Correction to: Qual Life Res (2017) 26:3075–3088 https://doi.org/10.1007/s11136-017-1633-2

It has come to our attention that, due to a statistical programming error, the Resilience score was incorrectly calculated. The score used in the analyses reported in our article “Resilience to health challenges is related to different ways of thinking: Mediators of quality of life in a heterogeneous rare-disease cohort” [1] reflected the predicted values for CDC Health Days Activities of Daily Living (ADL), not the saved residuals multiplied by negative 1, as we had thought and thus reported in the abovementioned article. This error could affect the interpretation of the findings presented in the article that was published. Accordingly, we have re-analyzed the data after correcting this error. Resilience operationalized in the corrected analysis manner reflects the intended score: greater- or less-than-expected ADL days in the past month given physical and mental health problem days.

Results are summarized in Tables 2, 3, and 4 below, and in the pie charts below (Figs. 1 and 2). Tables 2 and 3 highlight the small differences in the regression models from those originally published. Specifically, while physical-functioning models with resilience explain less variance than in the original publication, the p values were unchanged. For mental-health functioning, corrected models with resilience explain less variance than in the original publication and the p values for resilience become less statistically significant in models with appraisal (p = 0.031) and non-significant in models with appraisal and catalysts (p = 0.139).
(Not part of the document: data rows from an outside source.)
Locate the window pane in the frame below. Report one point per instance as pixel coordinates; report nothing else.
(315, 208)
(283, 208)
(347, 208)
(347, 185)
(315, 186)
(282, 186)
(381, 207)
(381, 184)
Resilience measured in this manner contributes little unique variance to the explanation of physical- or mental- health functioning (1.1% and 0%). The small total effect of resilience is largely subsumed by appraisal (0.7% and 0.4%). The explanatory power of appraisal alone, however, is not affected by this error, and remains substantial (13.7% and 27.4% for physical and mental health, respectively).

Table 2 Hierarchical series of regression models predicting physical functioning to test mediation hypothesis
Table 3 Hierarchical series of regression models predicting emotional functioning to test mediation hypothesis
Table 4 Summary of explained variance in hierarchical regression model series testing mediation hypothesis
Fig. 1
figure 1

Decomposition of Explained Variance in Physical Functioning. Proportion of variance in physical health-related QOL explained by appraisal and resilience, after controlling comorbidities and treatment (standard model). Overlap indicates variance explained by both resilience and appraisal, suggesting relatively weak mediation. Specifically, 0.007/(0.007+0.137) = 4.9% of the association of appraisal with physical health is also explained by resilience

Fig. 2
figure 2

Decomposition of Explained Variance in Emotional Functioning. Proportion of variance in mental health-related QOL explained by appraisal and resilience, after controlling for comorbidities and treatment (standard model). Overlap indicates variance explained by both resilience and appraisal, suggesting almost no role for resilience. Specifically, 0.004/(0.004+0.274) = 1.43% of the association of appraisal with mental health is also explained by resilience

The conclusions of the paper are similar. Appraisal processes differ somewhat for physical and emotional outcomes, and resilient people employ different processes than non-resilient people. Namely, high resilience was associated with a focus on maintaining a calm and healthy lifestyle, self-acceptance, and remaining positive. In contrast, low resilience was associated with a focus on health problems, concern about what their doctors are telling them, and frequent social comparison to others who were better off. In these corrected analyses, resilience was a significant predictor of physical but not emotional functioning in the full model (p < 0.0001 and p = 0.139). All effects involving resilience were much smaller in these corrected analyses, even if significant.